Cuando la justicia humana falla —cuando se desvanece entre trámites, se diluye en silencios y omisiones, se pierde entre intereses y negocios— hay otra justicia que se impone. No depende de jueces, ni de expedientes, ni de abogados. No necesita testigos ni firmas. Es la justicia divina, la que no se negocia ni se posterga. Algunos la llaman karma, pero el profesor Arturo Rosales Toledo la nombraba de otro modo: “penitencia”. Decía que todos, tarde o temprano, pagamos esa penitencia, porque “son los pendientes que Dios le hará cumplir a cada quien”. Cada acto, cada omisión, cada mentira, cada maldad queda registrada en la memoria celestial. No hay archivo que la contenga, ni argumento que la contradiga. No firma contratos, no se impresiona con personalidades, no se distrae con comunicados. Y cuando menos se espera, esa penitencia se presenta y cobra con exactitud lo que se debe.

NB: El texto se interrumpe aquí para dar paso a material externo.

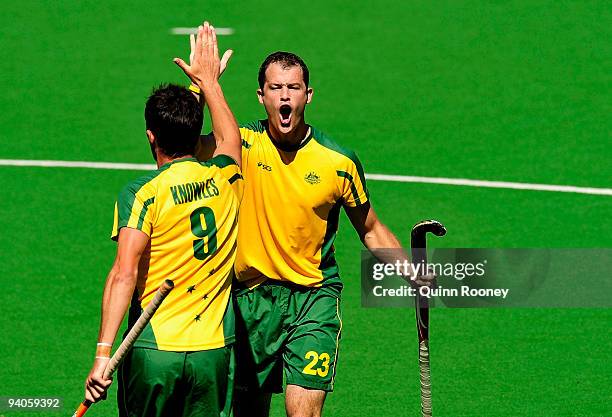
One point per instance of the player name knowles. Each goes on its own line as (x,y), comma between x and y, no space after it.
(464,291)
(186,193)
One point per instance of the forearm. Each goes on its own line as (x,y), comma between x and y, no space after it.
(115,301)
(224,125)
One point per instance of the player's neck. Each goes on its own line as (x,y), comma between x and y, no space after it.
(164,159)
(291,139)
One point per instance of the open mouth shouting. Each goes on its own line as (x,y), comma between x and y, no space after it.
(285,115)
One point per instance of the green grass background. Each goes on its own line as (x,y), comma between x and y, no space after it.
(496,90)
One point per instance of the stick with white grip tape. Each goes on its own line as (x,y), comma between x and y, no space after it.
(131,337)
(419,257)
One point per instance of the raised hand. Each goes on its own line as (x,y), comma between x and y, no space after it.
(204,67)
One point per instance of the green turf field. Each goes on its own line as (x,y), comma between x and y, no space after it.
(493,90)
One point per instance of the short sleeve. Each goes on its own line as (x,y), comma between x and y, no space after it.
(132,210)
(231,171)
(352,182)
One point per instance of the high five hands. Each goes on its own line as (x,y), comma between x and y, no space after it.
(204,67)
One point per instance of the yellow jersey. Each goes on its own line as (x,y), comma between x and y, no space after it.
(291,204)
(189,210)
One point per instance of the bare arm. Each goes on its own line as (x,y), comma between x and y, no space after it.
(375,235)
(118,291)
(204,71)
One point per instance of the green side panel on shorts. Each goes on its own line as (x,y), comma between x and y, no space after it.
(229,324)
(195,384)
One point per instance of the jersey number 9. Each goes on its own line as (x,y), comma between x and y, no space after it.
(204,227)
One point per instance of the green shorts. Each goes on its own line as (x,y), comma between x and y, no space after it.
(157,383)
(290,329)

Si el profesor Arturo hubiera presenciado esta tragedia, antier, ayer u hoy, habría dicho con serenidad que ahí se revelaron los signos del tránsito existencial. Porque en medio del dolor, se manifiesta lo sagrado: el llamado que sacude, la fortaleza que sostiene, el cierre que recoge, el destino que se impone y la misión que trasciende. Cada uno de esos signos trae consigo una implicación profunda. Habiendo un daño que no solo hiere a una persona, sino alcanza a más de 90 personas, a todo un pueblo, la ley humana debería responder con firmeza. Pero si no lo hace, el reino espiritual lo hará. Porque toda víctima, todo inocente, todo culpable, todo responsable y todo cómplice recibirá lo que ha sembrado. Esa justicia divina no se escribe en papel, sino en conciencia. Y no pesa por venganza, sino por equilibrio. Y en ese equilibrio, se honra la vida.